According to your output, your coturn server seems OK. When you block the UDP/10000, the newly opened clients should communicate. Maybe there is something wrong with the configuration or with the TURN traffic.

It didn’t - they just stayed for maybe 2-3 seconds then got disconnected as per my screenshot above

I have never seen a benchmark about this. Maybe because it affects only users behind such firewalls and in the usual case it’s a small minority. Also come to think of it, such users are likely to benefit from over average connectivity.

I see - thanks for raising these valid points!

Btw, @emrah above mentioned that it seems my coturn server seems OK. But from your posts, it seems I’m lacking a coturn server.

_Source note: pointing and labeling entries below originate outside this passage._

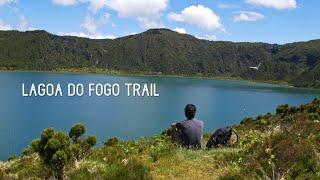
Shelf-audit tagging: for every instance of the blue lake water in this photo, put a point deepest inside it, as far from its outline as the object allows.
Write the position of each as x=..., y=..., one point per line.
x=219, y=103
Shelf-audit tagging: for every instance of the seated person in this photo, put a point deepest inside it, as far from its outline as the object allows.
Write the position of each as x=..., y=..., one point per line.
x=188, y=132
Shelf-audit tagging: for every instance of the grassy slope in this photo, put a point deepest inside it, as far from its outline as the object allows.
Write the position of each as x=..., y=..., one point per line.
x=165, y=51
x=281, y=145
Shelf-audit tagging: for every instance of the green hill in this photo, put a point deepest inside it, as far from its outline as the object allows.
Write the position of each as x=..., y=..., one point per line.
x=285, y=145
x=162, y=51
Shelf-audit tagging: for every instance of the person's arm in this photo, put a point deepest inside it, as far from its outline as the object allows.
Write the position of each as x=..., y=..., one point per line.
x=173, y=126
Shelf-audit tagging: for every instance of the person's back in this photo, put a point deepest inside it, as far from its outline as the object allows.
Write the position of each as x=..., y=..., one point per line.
x=189, y=132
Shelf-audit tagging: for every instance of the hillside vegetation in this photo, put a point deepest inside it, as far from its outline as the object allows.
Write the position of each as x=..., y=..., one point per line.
x=162, y=51
x=285, y=145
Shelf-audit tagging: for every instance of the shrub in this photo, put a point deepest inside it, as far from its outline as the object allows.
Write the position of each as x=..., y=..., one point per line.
x=111, y=141
x=54, y=150
x=313, y=116
x=283, y=109
x=76, y=131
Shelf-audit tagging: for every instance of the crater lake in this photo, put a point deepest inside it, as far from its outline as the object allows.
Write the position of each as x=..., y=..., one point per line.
x=219, y=103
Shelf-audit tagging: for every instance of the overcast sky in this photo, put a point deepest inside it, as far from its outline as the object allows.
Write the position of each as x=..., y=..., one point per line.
x=272, y=21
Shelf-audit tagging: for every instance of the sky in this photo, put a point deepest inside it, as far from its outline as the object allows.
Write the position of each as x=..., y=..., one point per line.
x=270, y=21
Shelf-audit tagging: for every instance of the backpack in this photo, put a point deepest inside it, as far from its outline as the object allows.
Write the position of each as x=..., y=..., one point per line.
x=221, y=137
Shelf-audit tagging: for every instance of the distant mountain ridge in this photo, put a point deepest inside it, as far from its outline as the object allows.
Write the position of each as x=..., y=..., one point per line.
x=165, y=51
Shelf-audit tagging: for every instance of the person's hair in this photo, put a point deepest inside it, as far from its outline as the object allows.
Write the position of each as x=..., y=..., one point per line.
x=190, y=111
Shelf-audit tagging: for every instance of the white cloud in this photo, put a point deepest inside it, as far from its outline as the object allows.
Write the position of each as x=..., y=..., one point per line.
x=277, y=4
x=82, y=34
x=64, y=2
x=227, y=6
x=208, y=37
x=4, y=26
x=95, y=5
x=147, y=12
x=180, y=30
x=23, y=23
x=92, y=26
x=200, y=16
x=2, y=2
x=247, y=16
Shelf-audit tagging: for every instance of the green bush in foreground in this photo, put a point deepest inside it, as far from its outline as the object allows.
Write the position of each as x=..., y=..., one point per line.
x=285, y=145
x=56, y=150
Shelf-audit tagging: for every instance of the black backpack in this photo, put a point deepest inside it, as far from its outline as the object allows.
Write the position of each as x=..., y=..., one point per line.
x=221, y=137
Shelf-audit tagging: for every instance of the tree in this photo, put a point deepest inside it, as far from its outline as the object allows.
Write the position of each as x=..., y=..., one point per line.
x=54, y=149
x=76, y=131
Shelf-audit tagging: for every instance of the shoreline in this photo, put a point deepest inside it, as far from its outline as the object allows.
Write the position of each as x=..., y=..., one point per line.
x=107, y=72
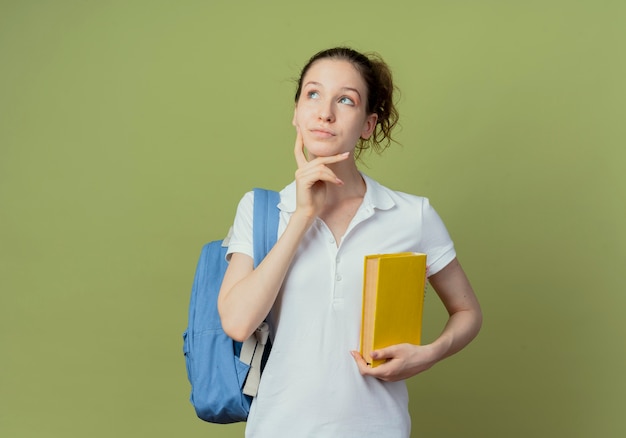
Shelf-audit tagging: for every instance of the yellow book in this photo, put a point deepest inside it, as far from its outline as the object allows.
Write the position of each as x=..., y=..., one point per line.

I’m now more confused than when I first posted :smiley:

I agree entirely that your coturn server is running. That it is effective is another thing. If you setup a web server and don’t plug the RJ45 to the router, it runs but no one can use it. For Jitsi-meet if you do a quick install it’s supposed to run out the box, but quick install assumes that you have a dedicated server with its own domain. If you have a more complex setup, it’s more difficult to setup correctly and you have to actually understand how it works.

Haha that’s a fair point.

I actually have this, and yes, I did the quick install as well. Again, everything works and I’ve had calls with over a hundred different people. Just these particular groups of people behind the corporate firewall frustrates me… but they’re the ones who will eventually pay the bills :frowning:

then it ‘should’ work. I’d advise to enable telnet - edit /etc/turnserver.conf to add cli-password=yourlongpassword
to /etc/turnserver.conf
systemctl restart coturn
telnet localhost 5766

then run pc to see if anything looks strange (listeners, ip, certificates) in the configuration.